Peter McCormack: How does that end though; what's the endgame on that?

Preston Pysh: I'll talk the endgame on that.  So, yields keep going higher and then the big narrative is going to be, "These yields, what are they going to go to; 50%?"  That's going to be the talking point.  And people are going to say, "We've got to shut this thing -- this thing is chaos because yields are going to the moon".

But, guess what, when these yields are going up, everybody in stocks is going to be saying, "I probably need to sell some of this and buy Bitcoin and start lending it out".  And so, what happens to the capitalisation rates on equities?  Well, they actually start getting priced back into reality.  Instead of them being a P/E of 35, maybe they start getting priced at a P/E of 10, maybe even 5; because, if I'm able to capture 20% interest rate in Bitcoin -- this is all hypothetical, right.  I'm just playing out the scenario the way I kind of see it going down, right. 

Let's just say I can capture 20% on interest rates by lending out Bitcoin.  Would I buy an equity market just in S&P 500, or a Nasdaq market, if the P/E is 5; probably not.  It would have to be lower than 5 because, at a P/E of 5, that's 20% to own equities.  Well, why in the world would I own equities giving me 20% yield when my fixed income, by lending out Bitcoin "risk-free", is also giving me 20%; that makes no sense?  It's a simple maths problem.

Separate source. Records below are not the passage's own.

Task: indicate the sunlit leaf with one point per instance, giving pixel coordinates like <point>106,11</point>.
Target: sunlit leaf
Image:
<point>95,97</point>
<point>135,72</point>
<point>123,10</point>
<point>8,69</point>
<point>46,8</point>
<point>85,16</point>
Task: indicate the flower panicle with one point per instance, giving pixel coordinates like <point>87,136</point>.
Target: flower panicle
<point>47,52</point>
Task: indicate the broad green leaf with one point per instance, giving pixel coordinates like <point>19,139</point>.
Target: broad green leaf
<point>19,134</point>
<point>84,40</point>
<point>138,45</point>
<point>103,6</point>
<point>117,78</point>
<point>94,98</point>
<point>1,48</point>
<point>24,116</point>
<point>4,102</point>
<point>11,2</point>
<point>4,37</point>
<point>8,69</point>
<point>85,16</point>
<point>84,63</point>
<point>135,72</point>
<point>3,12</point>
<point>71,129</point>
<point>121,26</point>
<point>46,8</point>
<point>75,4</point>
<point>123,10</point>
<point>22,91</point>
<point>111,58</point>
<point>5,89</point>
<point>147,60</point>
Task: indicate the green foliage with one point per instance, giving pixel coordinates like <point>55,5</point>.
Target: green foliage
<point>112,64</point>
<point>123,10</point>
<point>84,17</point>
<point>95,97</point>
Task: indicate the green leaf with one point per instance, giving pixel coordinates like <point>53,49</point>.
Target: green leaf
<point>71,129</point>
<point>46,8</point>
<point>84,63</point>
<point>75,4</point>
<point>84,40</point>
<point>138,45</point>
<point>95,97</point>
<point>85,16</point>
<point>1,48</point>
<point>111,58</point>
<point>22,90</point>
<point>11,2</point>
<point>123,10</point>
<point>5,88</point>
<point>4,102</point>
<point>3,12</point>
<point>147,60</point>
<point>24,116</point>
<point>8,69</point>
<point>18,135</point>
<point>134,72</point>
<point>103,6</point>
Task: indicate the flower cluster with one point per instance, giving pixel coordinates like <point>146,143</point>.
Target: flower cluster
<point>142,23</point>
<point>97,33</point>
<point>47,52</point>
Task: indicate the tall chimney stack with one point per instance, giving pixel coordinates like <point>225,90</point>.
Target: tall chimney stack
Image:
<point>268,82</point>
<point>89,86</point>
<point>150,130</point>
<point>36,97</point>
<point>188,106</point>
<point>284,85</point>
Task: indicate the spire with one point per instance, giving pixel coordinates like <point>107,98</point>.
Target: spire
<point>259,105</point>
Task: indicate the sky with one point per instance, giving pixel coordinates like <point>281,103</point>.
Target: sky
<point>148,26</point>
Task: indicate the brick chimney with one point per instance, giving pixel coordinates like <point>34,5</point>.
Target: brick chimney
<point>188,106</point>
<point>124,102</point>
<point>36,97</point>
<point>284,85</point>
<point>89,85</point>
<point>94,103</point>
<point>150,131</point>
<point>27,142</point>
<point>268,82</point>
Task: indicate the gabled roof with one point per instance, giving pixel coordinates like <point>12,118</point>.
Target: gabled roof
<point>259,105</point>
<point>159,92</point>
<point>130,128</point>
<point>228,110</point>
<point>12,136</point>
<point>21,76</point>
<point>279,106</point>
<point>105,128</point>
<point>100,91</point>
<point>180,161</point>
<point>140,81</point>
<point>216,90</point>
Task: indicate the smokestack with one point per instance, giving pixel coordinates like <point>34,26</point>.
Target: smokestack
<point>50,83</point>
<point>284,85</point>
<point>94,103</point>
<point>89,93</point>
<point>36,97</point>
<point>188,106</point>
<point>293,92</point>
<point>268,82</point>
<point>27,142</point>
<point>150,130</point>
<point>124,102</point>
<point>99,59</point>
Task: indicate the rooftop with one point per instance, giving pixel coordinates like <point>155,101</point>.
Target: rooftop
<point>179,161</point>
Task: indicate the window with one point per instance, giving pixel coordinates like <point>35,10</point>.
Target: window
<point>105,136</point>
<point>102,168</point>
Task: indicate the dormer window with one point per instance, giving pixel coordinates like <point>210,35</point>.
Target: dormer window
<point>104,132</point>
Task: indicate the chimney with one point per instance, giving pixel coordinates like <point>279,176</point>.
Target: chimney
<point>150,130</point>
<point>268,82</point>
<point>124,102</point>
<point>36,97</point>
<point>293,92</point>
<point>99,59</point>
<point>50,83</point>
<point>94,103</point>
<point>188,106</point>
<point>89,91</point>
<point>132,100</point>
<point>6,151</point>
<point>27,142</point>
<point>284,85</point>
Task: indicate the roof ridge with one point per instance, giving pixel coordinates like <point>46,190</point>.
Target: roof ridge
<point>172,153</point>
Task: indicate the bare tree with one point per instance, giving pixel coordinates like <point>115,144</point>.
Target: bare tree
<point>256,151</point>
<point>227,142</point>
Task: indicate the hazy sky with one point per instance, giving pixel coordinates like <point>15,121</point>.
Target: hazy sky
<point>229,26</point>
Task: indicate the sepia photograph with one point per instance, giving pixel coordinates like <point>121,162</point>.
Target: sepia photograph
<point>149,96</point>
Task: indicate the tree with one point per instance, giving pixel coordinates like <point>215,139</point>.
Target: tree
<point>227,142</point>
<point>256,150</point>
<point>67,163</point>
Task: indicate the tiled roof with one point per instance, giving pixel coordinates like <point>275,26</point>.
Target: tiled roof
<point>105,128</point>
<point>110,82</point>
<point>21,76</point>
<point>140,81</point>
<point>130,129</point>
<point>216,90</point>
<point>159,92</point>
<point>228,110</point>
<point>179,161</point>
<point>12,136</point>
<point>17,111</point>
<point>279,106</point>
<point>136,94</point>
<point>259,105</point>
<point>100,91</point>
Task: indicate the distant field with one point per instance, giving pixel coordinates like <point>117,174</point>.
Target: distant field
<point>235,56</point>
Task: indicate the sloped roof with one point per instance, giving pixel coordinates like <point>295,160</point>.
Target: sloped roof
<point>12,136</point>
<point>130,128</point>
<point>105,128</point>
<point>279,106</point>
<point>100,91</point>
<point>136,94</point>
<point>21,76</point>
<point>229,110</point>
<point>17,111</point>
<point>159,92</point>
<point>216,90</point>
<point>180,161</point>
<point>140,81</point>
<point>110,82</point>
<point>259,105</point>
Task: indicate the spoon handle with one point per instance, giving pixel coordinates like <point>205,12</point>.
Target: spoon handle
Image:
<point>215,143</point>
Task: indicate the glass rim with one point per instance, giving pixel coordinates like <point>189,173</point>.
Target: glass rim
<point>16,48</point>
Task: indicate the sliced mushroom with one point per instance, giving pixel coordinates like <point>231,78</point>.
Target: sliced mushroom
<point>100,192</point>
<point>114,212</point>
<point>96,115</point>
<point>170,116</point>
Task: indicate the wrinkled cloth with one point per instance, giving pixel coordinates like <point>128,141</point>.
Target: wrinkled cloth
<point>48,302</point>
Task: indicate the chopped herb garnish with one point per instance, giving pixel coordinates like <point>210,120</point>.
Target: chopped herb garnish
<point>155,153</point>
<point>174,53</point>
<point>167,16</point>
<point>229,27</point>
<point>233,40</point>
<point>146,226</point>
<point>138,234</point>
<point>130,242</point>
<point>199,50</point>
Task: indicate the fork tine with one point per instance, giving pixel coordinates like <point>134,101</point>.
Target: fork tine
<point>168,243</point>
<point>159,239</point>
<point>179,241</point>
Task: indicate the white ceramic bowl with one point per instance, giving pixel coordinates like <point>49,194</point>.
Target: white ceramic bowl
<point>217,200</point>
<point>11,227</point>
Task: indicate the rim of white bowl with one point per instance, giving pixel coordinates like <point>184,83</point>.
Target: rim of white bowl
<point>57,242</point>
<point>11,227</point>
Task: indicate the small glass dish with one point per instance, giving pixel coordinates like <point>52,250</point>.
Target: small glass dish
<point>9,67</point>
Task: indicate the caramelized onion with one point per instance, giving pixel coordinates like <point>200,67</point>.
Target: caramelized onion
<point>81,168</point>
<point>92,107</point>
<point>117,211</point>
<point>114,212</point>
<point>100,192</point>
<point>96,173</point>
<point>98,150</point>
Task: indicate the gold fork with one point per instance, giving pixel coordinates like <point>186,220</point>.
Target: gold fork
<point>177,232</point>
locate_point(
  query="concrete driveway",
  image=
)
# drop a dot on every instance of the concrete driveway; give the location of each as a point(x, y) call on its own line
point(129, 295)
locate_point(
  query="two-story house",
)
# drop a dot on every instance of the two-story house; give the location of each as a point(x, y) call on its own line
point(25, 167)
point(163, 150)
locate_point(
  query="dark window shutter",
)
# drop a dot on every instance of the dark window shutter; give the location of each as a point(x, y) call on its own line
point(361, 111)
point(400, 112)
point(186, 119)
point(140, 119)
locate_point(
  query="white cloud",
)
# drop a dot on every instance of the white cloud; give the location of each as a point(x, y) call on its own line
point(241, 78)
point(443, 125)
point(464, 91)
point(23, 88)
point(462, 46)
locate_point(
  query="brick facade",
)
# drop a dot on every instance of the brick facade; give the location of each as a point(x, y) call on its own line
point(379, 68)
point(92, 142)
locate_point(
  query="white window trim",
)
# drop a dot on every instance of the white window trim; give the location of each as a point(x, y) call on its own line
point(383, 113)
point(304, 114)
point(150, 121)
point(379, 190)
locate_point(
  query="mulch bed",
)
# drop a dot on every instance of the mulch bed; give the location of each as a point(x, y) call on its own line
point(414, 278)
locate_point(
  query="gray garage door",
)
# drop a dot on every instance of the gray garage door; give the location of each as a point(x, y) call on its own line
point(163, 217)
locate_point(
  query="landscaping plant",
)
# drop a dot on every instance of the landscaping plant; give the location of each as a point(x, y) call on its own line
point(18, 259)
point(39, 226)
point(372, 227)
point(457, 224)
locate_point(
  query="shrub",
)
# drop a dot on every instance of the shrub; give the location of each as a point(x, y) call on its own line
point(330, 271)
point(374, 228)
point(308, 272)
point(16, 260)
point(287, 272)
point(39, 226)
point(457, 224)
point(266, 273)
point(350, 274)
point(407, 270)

So, the equities have to start getting below whatever it is, if it's 20%, 15%, 10% that you're getting on the borrowing.  Once equities start giving you a better return than ones you're getting in fixed income, well then all of a sudden, now it makes more sense to start owning equities instead of lending out your Bitcoins.  That's how I see it all kind of playing out.

Peter McCormack: Okay, so what you're saying is that Bitcoin is going to force the repricing of everything back into realistic terms?

Preston Pysh: Absolutely.  I mean, there's no other way that this could play out, if we actually believe that Bitcoin's going to become global money.

Peter McCormack: This is how it eats everything, right?  I'm not going to tell people here what you told me the other day, but we had a private conversation; you gave me some projections and I was like, "Well, that's pretty bullish", and I went and told my son and he was like, "Yeah, that's pretty mental.  But, I didn't know why it would get to that point.  I thought it could, but I didn't know why.  And I guess this is the catalyst for that?

Preston Pysh: Yes.  The catalyst is -- and, you could do this today.  Let me just give you a scenario that you could implement today.  Let's say you're a person and you're hearing this conversation and saying, "This guy sounds like a nutjob.  What I want to do is I just want to keep my money in fiat, in dollars, but I want to capture these 10% returns on the yield".  Well, you can do that.

Look at Gemini, for example.  And I think where a lot of this is going to go is, in banking, you're going to get your paycheque; you're going to have it deposited to something similar to Gemini; and, while it's sitting in there, you're going to collect 10% interest on your fiat and you can still pay your fiat-denominated expenses for the month out of that account.  As it's sitting there and you're waiting to pay these expenses, you're going to be collecting -- I mean, the yield today on USDC, or Gemini USD, is 10%.  And, those yields are lower than what you could get in a peer-to-peer lending market.  They're higher than that in a peer-to-peer lending market.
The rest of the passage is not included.